I will seek to do that, Mr Speaker. My hon. Friend the Minister has a long-standing commitment to the reserve Army, which I salute. I am proud that my Territorial Army regiment is, I understand, 125% above its recruitment target, which is great. Other regiments around England could follow that example. However, does he agree that we cannot replace regular soldiers with reserves on a regular basis? Would it not be better to do away with the 82,000 and 30,000 figures, and replace that with an Army of 112,000, which could be made up partly of one and partly of the other?

I am grateful to my hon. Friend, but I am not quite certain what he is proposing. We are planning for an Army of 82,000 regulars, and 30,000 reservists integrated with them—in other words, available as formed sub-units or individuals to supplement the regulars outside periods of great national emergency, and to be called up in much larger numbers during periods of great national emergency.

May I pick up on a point made by the hon. Member for North Durham (Mr Jones) that I failed to answer? We make no apology whatever for recruiting older people to specialist roles, such as intelligence roles, and as medics, where they have specialist skills. As for the new standards of fitness and so on that we are introducing for medics, there is no suggestion of having those people in the combat arms.

Those of us who, in principle, support what the Minister is trying to achieve have always warned about the potential for over-optimism, and about the resistance and about the need to drive this in. None of this appears to be working at the speed that was envisaged. The Government really have to accept that there is a bigger gap in capability than they have hitherto acknowledged, and that the gap will probably go on for longer than was planned. They must acknowledge that and say what they plan to do about it.

I have the greatest respect for the right hon. Gentleman. I am glad that he, too, buys into the principle of the plan. We are committed to the same targets. He will see that as the measures that we have taken to unblock the recruiting system feed through into the numbers—let us remember that we are looking at 12-month rolling data, and that will take time—we will achieve these targets. We are committed to getting 30,000 reservists trained by 2018. I look forward to further exchanges on this with Members from across the House.

The assumptions underlying this policy were not tested because of the experiences of the Minister for the Armed Forces in the TA 30 years ago. I wrote to the Secretary of State over a year ago to point out that this policy was highly unlikely to work, and that the Department would have to throw a fortune at it to try to make it work. It is not working. When will Ministers face up to that? At the current rate of progress, it will take between 100 and 200 years to achieve the target.

I am grateful to my hon. and gallant Friend. He says that the policy should have been tested; the recommendations came out of an inquiry chaired by the Chief of the Defence Staff.

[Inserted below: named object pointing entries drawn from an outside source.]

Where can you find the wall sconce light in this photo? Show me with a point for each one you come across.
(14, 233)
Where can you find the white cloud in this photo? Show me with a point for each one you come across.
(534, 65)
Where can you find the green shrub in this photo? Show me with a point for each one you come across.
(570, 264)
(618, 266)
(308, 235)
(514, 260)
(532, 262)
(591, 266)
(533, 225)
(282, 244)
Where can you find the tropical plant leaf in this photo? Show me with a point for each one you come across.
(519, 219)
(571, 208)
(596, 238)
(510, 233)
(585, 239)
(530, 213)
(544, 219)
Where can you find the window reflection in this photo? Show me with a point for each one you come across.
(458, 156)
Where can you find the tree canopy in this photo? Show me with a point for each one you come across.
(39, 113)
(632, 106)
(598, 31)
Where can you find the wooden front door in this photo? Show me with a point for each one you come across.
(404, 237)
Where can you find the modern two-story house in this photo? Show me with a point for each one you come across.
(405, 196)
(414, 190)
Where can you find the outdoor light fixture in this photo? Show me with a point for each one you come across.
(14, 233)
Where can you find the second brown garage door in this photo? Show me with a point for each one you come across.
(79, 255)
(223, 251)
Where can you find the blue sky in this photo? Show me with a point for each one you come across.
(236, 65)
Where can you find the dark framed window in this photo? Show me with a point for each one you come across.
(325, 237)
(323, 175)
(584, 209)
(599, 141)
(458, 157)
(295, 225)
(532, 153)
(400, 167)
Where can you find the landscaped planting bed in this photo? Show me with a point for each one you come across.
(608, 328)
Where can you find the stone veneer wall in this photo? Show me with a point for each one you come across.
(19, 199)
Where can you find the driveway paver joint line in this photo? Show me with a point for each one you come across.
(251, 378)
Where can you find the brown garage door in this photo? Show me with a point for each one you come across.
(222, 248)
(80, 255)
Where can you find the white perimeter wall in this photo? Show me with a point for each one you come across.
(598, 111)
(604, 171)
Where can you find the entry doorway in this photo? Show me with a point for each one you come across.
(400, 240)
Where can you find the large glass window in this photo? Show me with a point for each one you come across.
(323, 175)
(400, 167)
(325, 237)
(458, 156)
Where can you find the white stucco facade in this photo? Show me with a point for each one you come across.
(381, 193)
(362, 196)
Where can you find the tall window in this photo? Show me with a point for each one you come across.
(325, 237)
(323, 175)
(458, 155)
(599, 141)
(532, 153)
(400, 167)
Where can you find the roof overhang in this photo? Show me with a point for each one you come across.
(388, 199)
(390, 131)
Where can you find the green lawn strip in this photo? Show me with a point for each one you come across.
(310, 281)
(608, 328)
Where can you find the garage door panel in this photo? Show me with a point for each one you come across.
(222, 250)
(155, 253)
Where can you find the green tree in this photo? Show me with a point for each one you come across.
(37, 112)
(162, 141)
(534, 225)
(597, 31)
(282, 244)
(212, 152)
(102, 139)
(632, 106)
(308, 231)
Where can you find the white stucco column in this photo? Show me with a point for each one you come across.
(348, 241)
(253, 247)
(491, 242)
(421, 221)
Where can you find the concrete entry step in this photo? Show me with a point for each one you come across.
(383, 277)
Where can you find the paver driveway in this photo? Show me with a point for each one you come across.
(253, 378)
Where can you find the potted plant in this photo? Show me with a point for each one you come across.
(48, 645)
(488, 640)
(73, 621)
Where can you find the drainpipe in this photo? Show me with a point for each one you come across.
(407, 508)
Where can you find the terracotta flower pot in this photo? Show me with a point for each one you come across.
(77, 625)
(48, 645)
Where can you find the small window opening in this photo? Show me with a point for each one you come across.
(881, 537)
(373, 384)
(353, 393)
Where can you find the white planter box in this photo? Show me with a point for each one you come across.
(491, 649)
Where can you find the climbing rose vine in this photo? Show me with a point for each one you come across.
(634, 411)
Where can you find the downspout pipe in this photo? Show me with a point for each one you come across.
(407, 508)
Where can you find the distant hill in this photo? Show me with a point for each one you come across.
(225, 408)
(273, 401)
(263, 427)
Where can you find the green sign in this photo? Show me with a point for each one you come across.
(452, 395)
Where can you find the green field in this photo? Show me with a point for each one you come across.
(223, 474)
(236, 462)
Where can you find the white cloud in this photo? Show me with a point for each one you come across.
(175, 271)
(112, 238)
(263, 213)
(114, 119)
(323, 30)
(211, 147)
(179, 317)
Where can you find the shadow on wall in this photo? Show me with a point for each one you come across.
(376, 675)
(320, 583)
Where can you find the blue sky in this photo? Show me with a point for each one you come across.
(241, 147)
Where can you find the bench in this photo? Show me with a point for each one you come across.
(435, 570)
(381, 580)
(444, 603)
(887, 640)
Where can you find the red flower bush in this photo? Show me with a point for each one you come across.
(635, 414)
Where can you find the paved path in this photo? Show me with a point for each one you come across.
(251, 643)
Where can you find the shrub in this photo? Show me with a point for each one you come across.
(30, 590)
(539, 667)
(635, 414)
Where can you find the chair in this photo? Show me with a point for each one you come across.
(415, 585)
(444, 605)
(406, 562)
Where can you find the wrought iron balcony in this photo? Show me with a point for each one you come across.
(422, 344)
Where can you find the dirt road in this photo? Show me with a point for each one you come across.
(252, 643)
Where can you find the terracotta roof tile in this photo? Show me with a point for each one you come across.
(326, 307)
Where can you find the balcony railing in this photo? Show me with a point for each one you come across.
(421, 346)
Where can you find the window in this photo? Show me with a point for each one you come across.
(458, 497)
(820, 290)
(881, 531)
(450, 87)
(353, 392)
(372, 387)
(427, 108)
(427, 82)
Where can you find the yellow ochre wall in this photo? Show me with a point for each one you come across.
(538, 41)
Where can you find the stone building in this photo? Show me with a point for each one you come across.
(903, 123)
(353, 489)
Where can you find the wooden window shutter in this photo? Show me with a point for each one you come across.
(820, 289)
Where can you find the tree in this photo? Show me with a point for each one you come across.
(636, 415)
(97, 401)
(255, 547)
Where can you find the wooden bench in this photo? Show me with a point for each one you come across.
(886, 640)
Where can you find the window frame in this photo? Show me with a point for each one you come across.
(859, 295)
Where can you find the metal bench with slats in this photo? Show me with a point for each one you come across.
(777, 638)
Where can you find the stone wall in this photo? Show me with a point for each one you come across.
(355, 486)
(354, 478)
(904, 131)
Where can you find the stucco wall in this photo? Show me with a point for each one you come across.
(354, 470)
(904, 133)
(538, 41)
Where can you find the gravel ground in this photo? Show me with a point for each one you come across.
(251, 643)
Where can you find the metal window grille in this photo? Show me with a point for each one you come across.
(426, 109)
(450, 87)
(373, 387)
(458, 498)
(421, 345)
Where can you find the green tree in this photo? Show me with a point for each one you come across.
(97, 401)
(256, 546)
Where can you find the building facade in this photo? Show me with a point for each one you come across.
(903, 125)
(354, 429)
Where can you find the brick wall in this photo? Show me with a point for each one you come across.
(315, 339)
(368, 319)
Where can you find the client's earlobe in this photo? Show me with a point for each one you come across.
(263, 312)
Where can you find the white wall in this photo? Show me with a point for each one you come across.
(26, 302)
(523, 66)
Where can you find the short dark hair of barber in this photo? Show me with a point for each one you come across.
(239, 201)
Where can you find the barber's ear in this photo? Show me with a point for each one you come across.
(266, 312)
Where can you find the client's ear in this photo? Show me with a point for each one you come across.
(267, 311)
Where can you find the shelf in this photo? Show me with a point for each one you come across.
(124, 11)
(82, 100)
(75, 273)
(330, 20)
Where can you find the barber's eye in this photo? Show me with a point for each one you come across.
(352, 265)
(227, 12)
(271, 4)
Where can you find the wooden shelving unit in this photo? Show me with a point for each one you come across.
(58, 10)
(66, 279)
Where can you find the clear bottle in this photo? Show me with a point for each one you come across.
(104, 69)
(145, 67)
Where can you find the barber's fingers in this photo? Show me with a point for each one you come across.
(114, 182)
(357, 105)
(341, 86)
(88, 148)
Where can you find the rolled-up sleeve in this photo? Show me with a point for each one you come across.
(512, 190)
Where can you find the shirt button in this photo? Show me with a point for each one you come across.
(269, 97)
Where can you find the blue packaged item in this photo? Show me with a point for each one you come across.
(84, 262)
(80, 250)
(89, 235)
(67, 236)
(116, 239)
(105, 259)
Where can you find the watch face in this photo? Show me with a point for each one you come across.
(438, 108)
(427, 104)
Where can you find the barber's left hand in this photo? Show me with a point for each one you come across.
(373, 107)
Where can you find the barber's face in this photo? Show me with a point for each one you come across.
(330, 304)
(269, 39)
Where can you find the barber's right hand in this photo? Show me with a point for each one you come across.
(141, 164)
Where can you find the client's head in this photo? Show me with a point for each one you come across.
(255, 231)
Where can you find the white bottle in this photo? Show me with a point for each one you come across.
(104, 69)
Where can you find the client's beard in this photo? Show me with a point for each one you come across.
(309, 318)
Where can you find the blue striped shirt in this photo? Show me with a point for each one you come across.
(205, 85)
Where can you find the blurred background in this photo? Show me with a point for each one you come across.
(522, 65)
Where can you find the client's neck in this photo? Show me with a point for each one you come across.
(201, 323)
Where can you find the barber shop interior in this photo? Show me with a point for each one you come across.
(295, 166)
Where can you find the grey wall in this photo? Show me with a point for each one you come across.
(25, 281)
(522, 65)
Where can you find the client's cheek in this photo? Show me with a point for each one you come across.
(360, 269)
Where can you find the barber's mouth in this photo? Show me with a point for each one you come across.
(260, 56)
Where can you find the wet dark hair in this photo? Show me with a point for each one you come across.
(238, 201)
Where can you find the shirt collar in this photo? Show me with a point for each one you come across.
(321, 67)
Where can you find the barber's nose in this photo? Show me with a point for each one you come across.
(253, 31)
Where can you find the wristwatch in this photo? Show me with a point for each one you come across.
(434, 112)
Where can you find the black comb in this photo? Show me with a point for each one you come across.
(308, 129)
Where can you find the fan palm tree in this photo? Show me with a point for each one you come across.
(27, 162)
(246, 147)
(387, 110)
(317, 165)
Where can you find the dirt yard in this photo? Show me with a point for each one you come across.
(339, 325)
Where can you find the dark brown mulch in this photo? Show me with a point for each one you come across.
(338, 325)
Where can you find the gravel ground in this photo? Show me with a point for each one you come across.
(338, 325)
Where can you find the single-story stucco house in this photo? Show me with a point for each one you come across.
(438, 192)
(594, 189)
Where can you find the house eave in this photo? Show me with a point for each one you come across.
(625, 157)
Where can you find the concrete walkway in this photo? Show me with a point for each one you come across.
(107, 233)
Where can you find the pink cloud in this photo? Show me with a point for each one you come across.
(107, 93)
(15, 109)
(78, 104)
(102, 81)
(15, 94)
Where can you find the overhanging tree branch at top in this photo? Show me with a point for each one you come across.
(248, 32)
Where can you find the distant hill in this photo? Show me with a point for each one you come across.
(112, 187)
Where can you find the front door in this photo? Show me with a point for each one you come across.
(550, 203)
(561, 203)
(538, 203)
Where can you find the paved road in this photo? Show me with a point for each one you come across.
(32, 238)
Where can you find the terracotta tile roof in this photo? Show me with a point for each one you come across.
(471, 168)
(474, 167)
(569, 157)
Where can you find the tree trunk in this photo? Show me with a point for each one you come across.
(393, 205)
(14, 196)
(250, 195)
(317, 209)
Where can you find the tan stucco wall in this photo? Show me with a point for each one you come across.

They have been strongly and publicly supported by the Chief of the General Staff, both publicly in front of the Select Committee on Defence and privately in front of the all-party group, of which my hon. Friend is a member. We know that we can achieve this; the plain fact is that we said that it would take five years. We are unblocking the recruiting system. The units that I visit all suggest that they are well on their way. We will achieve the targets.

When those reforms were originally launched, one of the key principles was for the reservist force to “routinely share” jobs that were once the

“exclusive domain of Regular forces”.

There was therefore that integration. Back in October, when the Chief of the General Staff suggested that reservists would be used only in emergencies, he was kind of rebuked for not being in line with Government policy. Is not the reality now that the original policy of sharing is no longer possible, and we are reduced, because of the numbers, to using them only in national emergencies?

I have the greatest admiration for the hon. Lady. I sat next to her on the Defence Committee for four years, but she really has missed the point on this. Nobody has rebuked the CGS. The CGS designed the detail for this plan in his last job but one. The hon. Lady misunderstands the difference between opportunities for regular use of reserves, of which I have just given three examples, and compulsory call-out. That is the distinction she must understand.

Does the Minister agree that recruitment to the Army Reserve in the six months to 30 September will be well over 2,000 people, which represents a 60% increase on the same period last year? If that acceleration in Army Reserve recruitment is sustained, it will be in stark contrast to the planned reduction in the TA under the last Government?

My hon. Friend is absolutely right. It is a 60% increase over six months, and as the bulk of that occurred during the most recent quarter, it is almost a doubling in that period. He is absolutely right. It is a tremendous turnaround after years of decline under the previous Government.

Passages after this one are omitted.